E. PRESS, S/C de Tenerife
En la actualidad, en el Hospital Materno Infantil de Gran Canaria se producen entre 7.500 y 8.000 partos, de los cuales tan sólo entre un 8 y un 10 por ciento son naturales, mientras que un 60 por ciento de madres todavía pide la epidural, según explicó el jefe del Servicio de Ginecología del hospital grancanario, José Ángel García, durante una ponencia que tuvo lugar ayer en el XXI Congreso Nacional Sección de Medicina Perinatal, que se está celebrando en la isla de Tenerife.
En este hospital canario, que está entre los tres hospitales españoles que menos cesáreas practica, se le ofrece a la madre la posibilidad de elegir qué tipo de tratamiento desea recibir durante el parto. "Esta circunstancia era impensable hace tan solo cinco años", apuntó García, quien dijo que este llamado plan de parto pactado con la madre se respeta "siempre y cuando la madre no tenga factores de riesgo importantes o bien sufra complicaciones durante el parto".
"En algunos hospitales españoles, como el de Castellón, se ofrecen casas de maternidad para que las madres tengan a sus hijos en un perímetro cercano al hospital para que en caso de complicaciones la distancia resulte fácilmente salvable", señaló el jefe de Ginecología.

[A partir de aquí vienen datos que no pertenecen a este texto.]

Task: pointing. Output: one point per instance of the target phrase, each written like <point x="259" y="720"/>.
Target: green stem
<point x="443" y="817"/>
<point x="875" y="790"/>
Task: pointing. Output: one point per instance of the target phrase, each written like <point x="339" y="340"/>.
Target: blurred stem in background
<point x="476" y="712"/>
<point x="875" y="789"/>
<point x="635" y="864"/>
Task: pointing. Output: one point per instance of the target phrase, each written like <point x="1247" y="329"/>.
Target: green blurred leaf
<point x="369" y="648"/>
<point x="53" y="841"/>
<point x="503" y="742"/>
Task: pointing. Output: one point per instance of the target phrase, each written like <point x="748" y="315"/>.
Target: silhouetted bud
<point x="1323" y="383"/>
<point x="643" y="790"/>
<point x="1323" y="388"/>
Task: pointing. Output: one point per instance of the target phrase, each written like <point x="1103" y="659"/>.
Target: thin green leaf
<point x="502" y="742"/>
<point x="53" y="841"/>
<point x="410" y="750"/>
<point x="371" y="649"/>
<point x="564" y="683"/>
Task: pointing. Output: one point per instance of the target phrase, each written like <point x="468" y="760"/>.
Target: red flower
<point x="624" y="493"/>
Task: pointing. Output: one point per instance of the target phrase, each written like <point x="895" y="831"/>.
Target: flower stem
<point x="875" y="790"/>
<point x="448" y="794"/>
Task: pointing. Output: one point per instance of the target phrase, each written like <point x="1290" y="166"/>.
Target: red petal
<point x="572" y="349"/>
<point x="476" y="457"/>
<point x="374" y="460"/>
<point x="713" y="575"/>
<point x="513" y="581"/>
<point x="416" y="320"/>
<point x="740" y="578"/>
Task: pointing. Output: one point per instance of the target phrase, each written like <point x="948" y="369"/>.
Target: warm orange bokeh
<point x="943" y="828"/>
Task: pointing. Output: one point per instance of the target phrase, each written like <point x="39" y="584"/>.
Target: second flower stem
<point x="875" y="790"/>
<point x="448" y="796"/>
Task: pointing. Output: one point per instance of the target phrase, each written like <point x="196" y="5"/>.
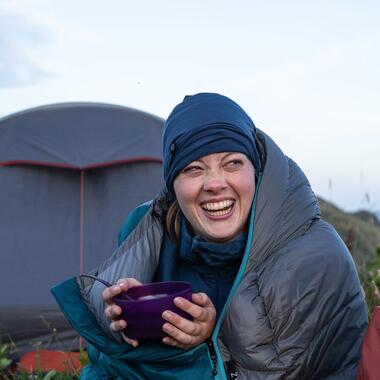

"Hablar de parto natural no quiere decir volver al pasado, sino recuperar la capacidad y la confianza en la propia naturaleza y tampoco quiere decir renunciar a la tecnología, sino adjudicarle el lugar que le corresponde", afirmó el jefe de Servicio de Ginecología del Hospital Materno Infantil de Gran Canaria, José Ángel García, quien añadió que la introducción paulatina del parto natural en los hospitales "esta humanizando los paritorios, porque parir no es ninguna enfermedad".
En los años 60 los partos eran mayoritariamente domiciliarios, asistidos por una matrona o acompañantes, lo que provocaba unas elevadas tasas de mortalidad y morbilidad. Por esa razón, a medida que España fue desarrollándose, se trasladó el parto a los hospitales donde se podía controlar el riesgo del paciente para reducir considerablemente los índices de mortalidad pero, al mismo tiempo, "se perdía confort y en cierta medida se deshumanizaba un acto que al fin y al cabo no es una enfermedad, sino un proceso natural más en la vida de una mujer", según García.
Una vez que la mortalidad materno-infantil entró en rangos aceptables para un país desarrollado como España, la tendencia actual es "volver a un parto natural", afirmó el propio García, que matizó que "hace falta un cambio de mentalidad entre los profesionales sanitarios y las madres para que este modelo se generalice".
El debate entre parto medicalizado y natural en realidad "no tiene por qué existir", indicó el especialista, "ya que se utiliza el que mejor convenga según la situación". No obstante, apuntó que el parto medicalizado presenta "algunos inconvenientes frente al otro modelo; en primer lugar, el parto medicalizado evita el contacto de la madre con el bebé, lo cual no resulta beneficioso para ninguno de los dos; además, provoca mayor dolor y mayor uso de la epidural y mayor número de cesáreas".
Los partidarios del parto medicalizado argumentan que el parto natural resulta menos costoso y creen que por eso se está favoreciendo en los últimos años.
Según García, el parto natural "resulta incluso más costoso que el medicalizado por el personal que requiere para poder ser desarrollado".